Neben dem Renditerückgang der Staatsanleihen hat der Rückgang der Renditen für Unternehmens- und Bankanleihen ebenfalls einen Beitrag geleistet. So ist die Staatsanleihe- Subkomponente im Vergleich zum Vormonat von 22 auf 4 Prozent gefallen und diejenige für Unternehmens- und Bankanleihen um 3 Prozentpunkte, was zusammen den geringen Gesamtwert für November verursacht hat. Die beiden übrigen Komponenten blieben dagegen stabil.

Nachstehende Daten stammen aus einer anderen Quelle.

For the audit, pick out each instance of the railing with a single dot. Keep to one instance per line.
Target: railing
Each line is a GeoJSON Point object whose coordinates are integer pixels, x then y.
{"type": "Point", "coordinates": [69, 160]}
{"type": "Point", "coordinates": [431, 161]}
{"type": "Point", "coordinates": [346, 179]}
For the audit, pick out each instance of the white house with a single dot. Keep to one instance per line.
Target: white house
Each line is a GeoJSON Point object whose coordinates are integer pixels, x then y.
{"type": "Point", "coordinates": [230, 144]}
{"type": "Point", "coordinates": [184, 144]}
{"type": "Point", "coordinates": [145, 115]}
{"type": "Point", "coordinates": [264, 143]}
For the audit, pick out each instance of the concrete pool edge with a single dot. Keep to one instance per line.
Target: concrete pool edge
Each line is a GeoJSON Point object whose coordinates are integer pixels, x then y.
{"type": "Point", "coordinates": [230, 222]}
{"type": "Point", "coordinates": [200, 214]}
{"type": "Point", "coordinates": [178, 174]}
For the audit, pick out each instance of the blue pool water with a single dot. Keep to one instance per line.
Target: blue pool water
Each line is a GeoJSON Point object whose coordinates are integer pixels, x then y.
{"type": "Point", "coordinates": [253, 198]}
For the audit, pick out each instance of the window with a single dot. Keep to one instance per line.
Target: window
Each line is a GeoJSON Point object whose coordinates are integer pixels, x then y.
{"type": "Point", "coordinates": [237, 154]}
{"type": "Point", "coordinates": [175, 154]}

Das Fixed Income Research von Berenberg berechnet basierend auf einer Auswahl von 65 verschiedenen Zinsmassen insgesamt 260 Zinssignale für steigende bzw. fallende Zinsen. Nach dieser Ermittelung werden die Zinssignale zumeist nach BIP-Anteilen gewichtet und zu einem Composite-Indikator zusammengefügt. Die Werte dieses Indikators bewegen sich zwischen -100% (alle Zinssignale zeigen fallende Zinsen an) und +100% (alle Zinssignale zeigen steigende Zinsen an).

Von Bloomberg befragte Analysten erwarten die 2-jährigen (deutschen) Bundrenditen Ende 2019 bei -0,10% und 10-jährigen bei 0,96% sowie Ende 2020 bei 0,39% bzw. 1,32%.